Former MTA Chairman Tom Prendergast

Tom Prendergast’s tenure as chairman and CEO of the Metropolitan Transportation Authority culminated with the completion of a project of unparalleled significance for the Upper East Side: the Second Avenue subway.

The Jan. 2017 opening of the long-awaited line — the largest expansion of the subway system in 50 years, which was first proposed nearly a century earlier — was the talk of the town, drawing curious visitors from around the city. “When we had the station open-houses prior to starting service, people in the neighborhood would line up, hundreds of people, to come down and look at the stations,” Prendergast recalled.

Aside from the striking ambience of the gleaming new stops — brightly lit, spacious and filled with art — the commencement of Q train service had an immediate impact on the daily experience of transit users.

“It was a tremendous benefit to the Upper East Side because it offloaded the overcrowded and overused Lexington Avenue line,” Prendergast said. “I think it’s made a marked difference for the people on the Upper East Side who had to depend on only one line and now have two.”

“To be able to be part of something that helped that neighborhood was invigorating,” he said.

A New Chapter

Soon after the Second Avenue subway opened its turnstiles to passengers, Prendergast announced his retirement from the MTA after more than 25 years with the agency, during which he also served as president of New York City Transit and the Long Island Railroad.

Prendergast now works on transit-related projects as executive vice president and chief strategy officer for the consulting firm STV Incorporated. He enjoys the improved work-life balance of the private sector, but said the challenges, rewards and excitement of public service are impossible to replicate.
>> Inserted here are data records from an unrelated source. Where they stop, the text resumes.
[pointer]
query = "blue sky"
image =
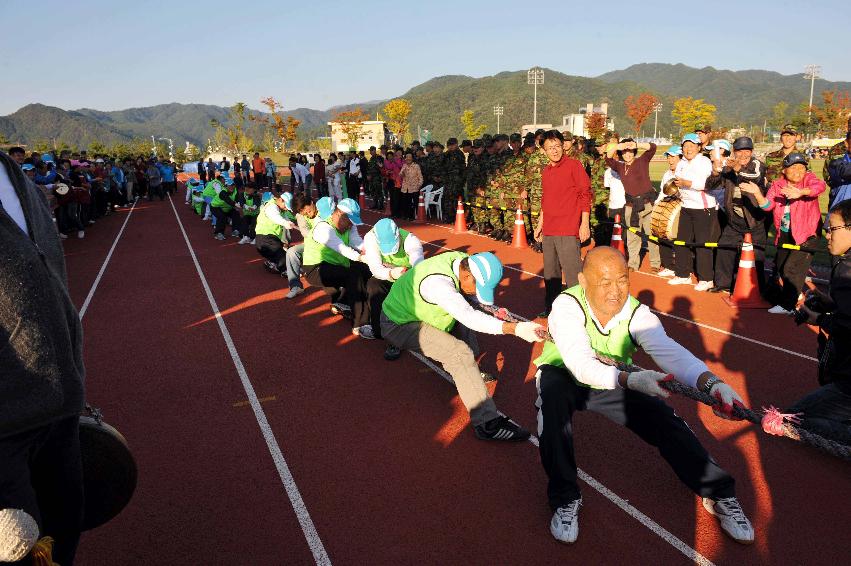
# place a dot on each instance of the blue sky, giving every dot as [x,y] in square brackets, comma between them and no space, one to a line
[115,55]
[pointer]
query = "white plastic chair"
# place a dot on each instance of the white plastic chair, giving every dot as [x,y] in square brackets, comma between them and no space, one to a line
[435,198]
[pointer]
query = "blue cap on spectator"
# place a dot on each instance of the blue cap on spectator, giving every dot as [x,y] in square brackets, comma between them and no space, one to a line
[352,210]
[487,271]
[324,207]
[387,234]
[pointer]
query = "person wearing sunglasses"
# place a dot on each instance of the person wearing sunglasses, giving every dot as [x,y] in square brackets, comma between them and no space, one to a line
[794,200]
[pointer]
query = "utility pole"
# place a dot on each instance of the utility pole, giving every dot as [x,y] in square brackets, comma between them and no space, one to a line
[656,108]
[498,111]
[535,76]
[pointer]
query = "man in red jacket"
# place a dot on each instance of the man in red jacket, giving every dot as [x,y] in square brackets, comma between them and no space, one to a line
[565,213]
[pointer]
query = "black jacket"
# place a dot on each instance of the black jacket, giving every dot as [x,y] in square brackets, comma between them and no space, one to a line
[41,339]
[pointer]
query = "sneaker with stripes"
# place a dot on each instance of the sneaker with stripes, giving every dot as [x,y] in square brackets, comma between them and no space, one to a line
[501,428]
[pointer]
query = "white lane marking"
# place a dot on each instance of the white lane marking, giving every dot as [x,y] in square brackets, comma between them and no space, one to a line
[652,525]
[307,526]
[91,294]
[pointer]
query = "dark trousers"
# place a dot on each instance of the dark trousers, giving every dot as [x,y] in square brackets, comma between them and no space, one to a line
[791,266]
[222,218]
[41,473]
[561,256]
[733,235]
[272,249]
[559,396]
[377,290]
[696,225]
[353,281]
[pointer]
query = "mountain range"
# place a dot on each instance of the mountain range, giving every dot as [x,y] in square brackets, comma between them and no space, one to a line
[742,98]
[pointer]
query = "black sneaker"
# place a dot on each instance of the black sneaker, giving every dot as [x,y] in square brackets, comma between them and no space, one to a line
[501,428]
[392,353]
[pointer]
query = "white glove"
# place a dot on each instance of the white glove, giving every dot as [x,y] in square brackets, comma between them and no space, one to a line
[647,382]
[728,398]
[529,331]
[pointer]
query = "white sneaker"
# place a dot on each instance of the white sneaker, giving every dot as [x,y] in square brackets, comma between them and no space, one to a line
[564,525]
[733,520]
[777,309]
“It’s a tremendous esprit de corps in the MTA,” he said. “When you make the conscious decision to withdraw from that it’s a little bit of a letdown, because the adrenaline doesn’t flow and you miss the people you work with.”
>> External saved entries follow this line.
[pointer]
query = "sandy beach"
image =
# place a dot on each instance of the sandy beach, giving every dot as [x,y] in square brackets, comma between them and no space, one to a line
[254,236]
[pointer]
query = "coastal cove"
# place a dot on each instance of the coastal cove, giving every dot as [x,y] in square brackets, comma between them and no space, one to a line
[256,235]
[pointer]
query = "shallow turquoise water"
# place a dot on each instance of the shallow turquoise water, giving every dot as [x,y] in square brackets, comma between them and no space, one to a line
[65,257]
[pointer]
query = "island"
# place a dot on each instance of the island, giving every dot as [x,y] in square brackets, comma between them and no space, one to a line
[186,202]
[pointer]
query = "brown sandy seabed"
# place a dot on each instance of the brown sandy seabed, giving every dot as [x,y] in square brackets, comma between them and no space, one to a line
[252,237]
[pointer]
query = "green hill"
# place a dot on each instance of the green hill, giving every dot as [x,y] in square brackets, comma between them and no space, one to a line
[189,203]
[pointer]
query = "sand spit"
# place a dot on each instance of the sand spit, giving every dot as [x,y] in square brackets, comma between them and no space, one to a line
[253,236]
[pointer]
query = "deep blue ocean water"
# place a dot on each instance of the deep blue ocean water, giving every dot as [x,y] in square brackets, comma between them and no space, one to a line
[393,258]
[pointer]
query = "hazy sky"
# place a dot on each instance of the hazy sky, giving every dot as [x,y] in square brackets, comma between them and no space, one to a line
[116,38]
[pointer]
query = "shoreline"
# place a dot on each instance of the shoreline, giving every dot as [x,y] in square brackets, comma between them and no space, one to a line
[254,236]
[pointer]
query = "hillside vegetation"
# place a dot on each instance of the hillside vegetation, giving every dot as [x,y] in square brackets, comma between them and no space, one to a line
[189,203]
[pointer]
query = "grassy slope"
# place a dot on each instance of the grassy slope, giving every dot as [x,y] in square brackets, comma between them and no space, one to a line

The memories that stand out years later — snowstorms, power outages, and other crises — highlight the exhilaration of working as a team to meet the daunting responsibility of providing service to millions of New Yorkers, 24 hours a day, seven days a week.

The Ultimate Challenge

Prendergast was president of NYCT in 2012, when Superstorm Sandy flooded nine of the system’s 14 under-river tubes. “I can honestly say if I never go through another one of those I will be happy,” he said. “It was by far the most sobering, challenging and — on the back end — invigorating experience” as the agency worked around the clock to repair flood damage and restore service in a matter of days.
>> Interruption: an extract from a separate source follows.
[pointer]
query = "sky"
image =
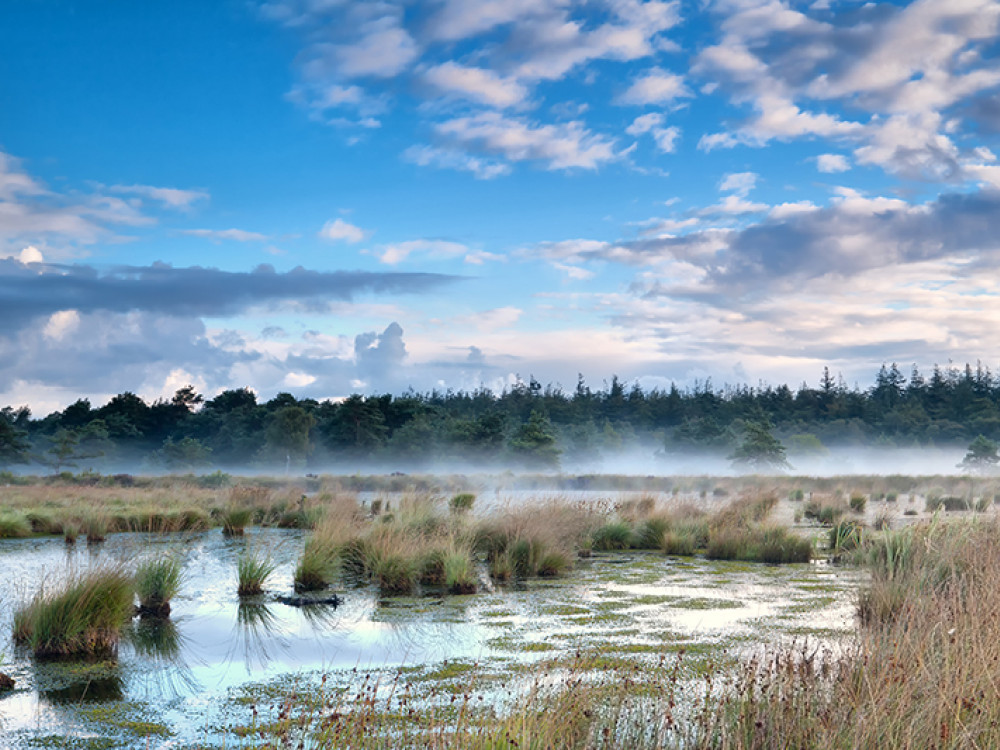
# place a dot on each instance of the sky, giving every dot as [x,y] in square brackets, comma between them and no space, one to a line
[327,197]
A native of Chicago, Prendergast started his career at the Chicago Transit Authority before joining the MTA in the early 1980s. Chicago’s system “was 24/7 and it carried a lot of people, but I came to New York and my head spun,” he said.

Prendergast maintains a sense of reverence for the scope and scale of public transit in New York to this day, and reminds New Yorkers at every opportunity how unique their system is. “There is no other system in the world that has 472 subway stations and can say that 75 percent of the population lives within half a mile of a station,” he said.

Looking Ahead

The challenge for today’s transportation planners, Prendergast said, is balancing the maintenance needs of such a vast transportation network, in which the oldest subways stations date to 1904, while also committing resources to expand the system’s size to accommodate a growing population. The Second Avenue subway will serve as a reminder of the enduring impact major transit investments can have.

“We’ve got to do a better job delivering projects faster and more cost-effectively,” he said. “But it’s a tremendous accomplishment and a benefit to the City of New York.”